Zusätzlich bestellte Norwegen zwei weitere 212CD-Boote, womit sich der norwegische Gesamtauftrag auf sechs Einheiten erhöht. Mit einer zweiten Absichtserklärung mit dem spanischen Schiffbauer Navantia will TKMS bis Jahresende einen gemeinsamen Rahmen für U-Boot-Projekte schaffen.
Zahlen bestätigen den Wachstumskurs
Die Neunmonatszahlen zum 30. Juni untermauern die operative Stärke: Der Umsatz stieg um 19 Prozent auf 1.890 Millionen Euro, das bereinigte EBIT legte um 13 Prozent auf 110 Millionen Euro zu. Der Auftragsbestand kletterte von 18,2 Milliarden Euro Ende September 2025 auf 20,1 Milliarden Euro zum Quartalsende.
Das Management hob die Jahresprognose infolge dieser Entwicklung zum zweiten Mal binnen sechs Monaten an, das Umsatzwachstum für das Geschäftsjahr wird nun bei 10 bis 12 Prozent erwartet statt zuvor 2 bis 5 Prozent.

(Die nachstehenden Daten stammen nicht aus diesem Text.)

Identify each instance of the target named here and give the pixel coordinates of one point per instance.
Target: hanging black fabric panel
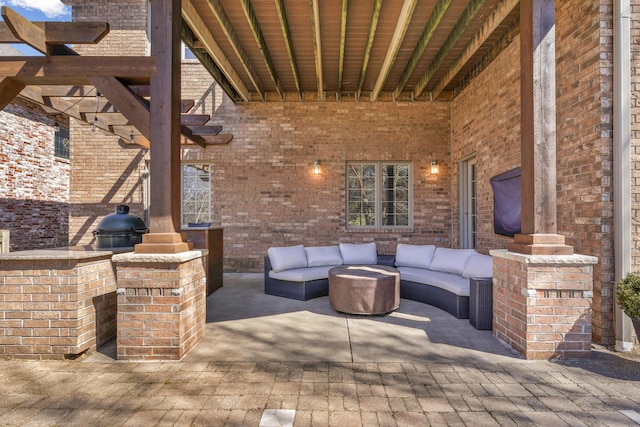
(506, 202)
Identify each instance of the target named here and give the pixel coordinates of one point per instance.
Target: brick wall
(106, 172)
(56, 308)
(485, 120)
(264, 193)
(34, 198)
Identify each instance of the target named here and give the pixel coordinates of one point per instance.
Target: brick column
(542, 303)
(161, 304)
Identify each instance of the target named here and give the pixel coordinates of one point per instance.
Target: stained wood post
(538, 131)
(164, 225)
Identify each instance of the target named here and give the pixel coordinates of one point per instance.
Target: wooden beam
(286, 34)
(234, 41)
(467, 16)
(408, 8)
(24, 30)
(343, 38)
(372, 34)
(129, 104)
(317, 46)
(62, 32)
(500, 12)
(252, 19)
(428, 32)
(210, 130)
(199, 28)
(9, 89)
(65, 68)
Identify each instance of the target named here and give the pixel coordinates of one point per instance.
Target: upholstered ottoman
(364, 289)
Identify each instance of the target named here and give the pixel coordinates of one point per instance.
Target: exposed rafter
(501, 11)
(221, 16)
(375, 16)
(429, 29)
(200, 30)
(262, 44)
(317, 46)
(404, 20)
(286, 33)
(343, 38)
(469, 13)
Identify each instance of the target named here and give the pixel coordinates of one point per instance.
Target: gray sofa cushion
(414, 255)
(359, 253)
(287, 257)
(450, 260)
(302, 274)
(318, 256)
(478, 265)
(453, 283)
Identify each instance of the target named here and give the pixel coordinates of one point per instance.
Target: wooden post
(165, 171)
(538, 132)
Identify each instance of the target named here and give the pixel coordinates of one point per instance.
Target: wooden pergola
(411, 50)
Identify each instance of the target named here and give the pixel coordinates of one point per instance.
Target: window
(196, 194)
(379, 195)
(61, 141)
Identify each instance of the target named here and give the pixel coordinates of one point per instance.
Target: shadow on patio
(244, 324)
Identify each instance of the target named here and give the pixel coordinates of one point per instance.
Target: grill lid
(121, 221)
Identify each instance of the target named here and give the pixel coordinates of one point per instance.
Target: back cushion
(319, 256)
(288, 257)
(418, 256)
(450, 260)
(365, 253)
(478, 265)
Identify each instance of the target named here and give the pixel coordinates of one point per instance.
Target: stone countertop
(67, 252)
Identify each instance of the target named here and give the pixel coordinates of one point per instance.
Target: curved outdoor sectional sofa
(431, 275)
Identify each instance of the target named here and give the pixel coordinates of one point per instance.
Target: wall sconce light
(435, 169)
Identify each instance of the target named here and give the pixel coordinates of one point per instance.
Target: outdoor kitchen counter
(57, 303)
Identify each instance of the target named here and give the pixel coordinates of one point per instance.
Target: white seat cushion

Die Sparte Submarines lieferte dabei den stärksten Beitrag: Das bereinigte EBIT vervierfachte sich, weil auslaufende Altprojekte durch hochlaufende Neuaufträge ersetzt wurden. Bei den Überwasserschiffen sank der Umsatz zwar wegen der Projektabrechnung nach IFRS 15 um 17 Prozent, die Marge blieb mit 9,2 Prozent jedoch stabil.
Auch bei Atlas Electronics drückten Investitionen in neue Programme die Marge auf 7,2 Prozent, nach 11,9 Prozent im ersten und 9,9 Prozent im zweiten Quartal. Für das vierte Quartal rechnet man in beiden Bereichen mit einer Erholung.

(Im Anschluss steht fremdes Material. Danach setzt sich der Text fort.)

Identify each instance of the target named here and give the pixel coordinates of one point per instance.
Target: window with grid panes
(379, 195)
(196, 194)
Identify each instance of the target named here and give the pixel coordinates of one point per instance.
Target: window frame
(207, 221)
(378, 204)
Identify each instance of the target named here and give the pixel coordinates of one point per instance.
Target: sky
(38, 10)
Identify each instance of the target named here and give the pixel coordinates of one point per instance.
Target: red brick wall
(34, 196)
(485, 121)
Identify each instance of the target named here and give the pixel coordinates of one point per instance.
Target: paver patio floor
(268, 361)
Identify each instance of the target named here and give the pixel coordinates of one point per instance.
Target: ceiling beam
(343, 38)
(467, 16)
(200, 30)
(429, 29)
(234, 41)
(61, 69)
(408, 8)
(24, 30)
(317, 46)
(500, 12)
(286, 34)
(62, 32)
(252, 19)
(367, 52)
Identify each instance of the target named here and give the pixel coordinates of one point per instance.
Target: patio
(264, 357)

Kursreaktion bleibt verhalten
Trotz der operativen Fortschritte hat die Aktie in den vergangenen sieben Tagen 2,4 Prozent verloren und notiert aktuell bei 91,20 Euro. Vom 52-Wochen-Hoch von 108,80 Euro, das Mitte August erreicht wurde, ist das Papier damit spürbar entfernt.
Der Rückzug von der GNYK-Übernahme dürfte den Kurs kaum belasten, da der Konzern damit Kapital für die organische Auftragsabarbeitung freihält – bei einem negativen Free Cashflow von 204 Millionen Euro in den ersten neun Monaten ein nicht unwesentlicher Faktor. Für das Gesamtjahr erwartet das Management dennoch eine positive Cashgenerierung.